Chronic cough, a cough that lasts eight weeks or longer, can put pressure on the muscles of the pelvic floor and lead to stress incontinence. The most common causes of chronic cough are acid reflux, asthma, postnasal drip, and smoking.
Your NYU Langone doctor may prescribe antihistamines for allergy-related postnasal drip, antacid medications for acid reflux, inhaled steroid medications for asthma, or cough suppressants to help quiet your cough in general. If you smoke, consider quitting, which can stop your chronic cough.
Not only can smoking cause chronic cough, but it may also irritate your bladder, which can lead to urgency and stress incontinence. If you smoke, our experts urge you to take steps to quit.
Your NYU Langone doctor may refer you to specialists at NYU Langone’s Tobacco Cessation Programs, which offer group or individual programs to help you quit.

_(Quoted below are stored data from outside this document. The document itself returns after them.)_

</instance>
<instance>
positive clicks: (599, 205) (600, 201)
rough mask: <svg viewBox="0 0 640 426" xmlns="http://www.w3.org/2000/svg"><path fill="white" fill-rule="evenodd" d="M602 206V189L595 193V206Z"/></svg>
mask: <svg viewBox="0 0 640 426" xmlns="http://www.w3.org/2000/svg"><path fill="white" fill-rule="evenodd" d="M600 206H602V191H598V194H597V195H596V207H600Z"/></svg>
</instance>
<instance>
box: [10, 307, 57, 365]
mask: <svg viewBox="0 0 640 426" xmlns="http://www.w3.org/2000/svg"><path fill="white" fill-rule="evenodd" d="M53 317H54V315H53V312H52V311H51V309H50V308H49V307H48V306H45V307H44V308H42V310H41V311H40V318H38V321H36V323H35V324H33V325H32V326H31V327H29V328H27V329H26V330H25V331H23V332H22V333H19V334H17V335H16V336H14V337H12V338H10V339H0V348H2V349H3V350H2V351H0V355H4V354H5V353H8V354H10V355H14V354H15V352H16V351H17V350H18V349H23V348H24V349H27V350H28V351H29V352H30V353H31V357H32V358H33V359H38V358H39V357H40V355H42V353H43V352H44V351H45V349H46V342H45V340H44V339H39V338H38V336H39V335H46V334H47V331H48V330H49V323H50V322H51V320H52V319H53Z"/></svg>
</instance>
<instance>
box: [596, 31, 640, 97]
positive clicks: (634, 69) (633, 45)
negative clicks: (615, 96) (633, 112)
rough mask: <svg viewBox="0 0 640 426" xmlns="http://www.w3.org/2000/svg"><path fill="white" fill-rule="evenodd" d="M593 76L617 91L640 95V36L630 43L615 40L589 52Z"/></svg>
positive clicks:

Pelvic floor exercises help strengthen the muscles of the pelvic floor, which support the bladder and urethra and control the flow of urine. These are the muscles you use to “hold it in” when you have to urinate.
NYU Langone doctors recommend daily Kegel exercises, in which you tighten and release pelvic floor muscles. Your doctor can teach you how to identify these muscles and perform the exercises correctly. He or she can refer you to physical therapists at NYU Langone’s Rusk Rehabilitation for additional support.
Pelvic floor exercises are recommended for both stress and urgency incontinence.